105 yılını geride bırakan TBMM, sadece bir yasama organı değil, aynı zamanda Türk milletinin iradesinin tecelli ettiği, halkın sesinin duyurulduğu bir mecra olarak yoluna devam etmektedir. Önümüzdeki yıllarda, TBMM'nin nasıl evrileceği ve Türk toplumuna hangi yollarla katkı sağlayacağı, ülkenin demokrasi tecrübesinin bir parçası olmayı sürdürecektir. Geçmişte olduğu gibi, gelecekte de TBMM, Türkiye’nin demokratikleşme sürecine destek veren bir güç olmaya devam edecektir.
Bunun yanında, TBMM’nin 105 yıl içindeki dönüşümünü değerlendirmek, geçmişten alınan derslerle geleceğe daha sağlam adımlarla yürümek için de önem taşımaktadır. Her yıl kutlanan 23 Nisan Ulusal Egemenlik ve Çocuk Bayramı vesilesiyle, yeni nesillere bu meclisin öneminin aktarılması ve demokrasi bilincinin aşılanması gerekliliği unutulmamalıdır. Unutulmamalıdır ki, TBMM, yalnızca geçmişin değil, yarının da teminatı niteliğindedir.

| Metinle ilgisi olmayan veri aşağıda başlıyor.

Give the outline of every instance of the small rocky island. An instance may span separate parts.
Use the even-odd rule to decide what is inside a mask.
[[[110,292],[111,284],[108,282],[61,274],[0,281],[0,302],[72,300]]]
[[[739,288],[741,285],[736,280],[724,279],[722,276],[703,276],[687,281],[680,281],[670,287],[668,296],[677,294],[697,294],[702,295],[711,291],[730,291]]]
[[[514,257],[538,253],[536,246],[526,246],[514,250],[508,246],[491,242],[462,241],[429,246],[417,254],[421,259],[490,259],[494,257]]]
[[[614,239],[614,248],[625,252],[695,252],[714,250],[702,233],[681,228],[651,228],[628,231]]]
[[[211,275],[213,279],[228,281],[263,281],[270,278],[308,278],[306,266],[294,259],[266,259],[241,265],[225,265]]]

Sonuç olarak, Türkiye Büyük Millet Meclisi, 105 yıllık tarihi boyunca edindiği tecrübelerle, geleceğe umutla bakarak Türk milletine hizmet etmeye devam etmektedir. Bu, sadece bir meclis değil, aynı zamanda Türk kimliğinin, bağımsızlığının ve demokrasisinin en önemli savunucusudur. TBMM'nin önemi, tarih boyunca kendini göstermiştir ve gelecekte de aynı inanç ve kararlılıkla Türk milletinin yanında yer alacaktır.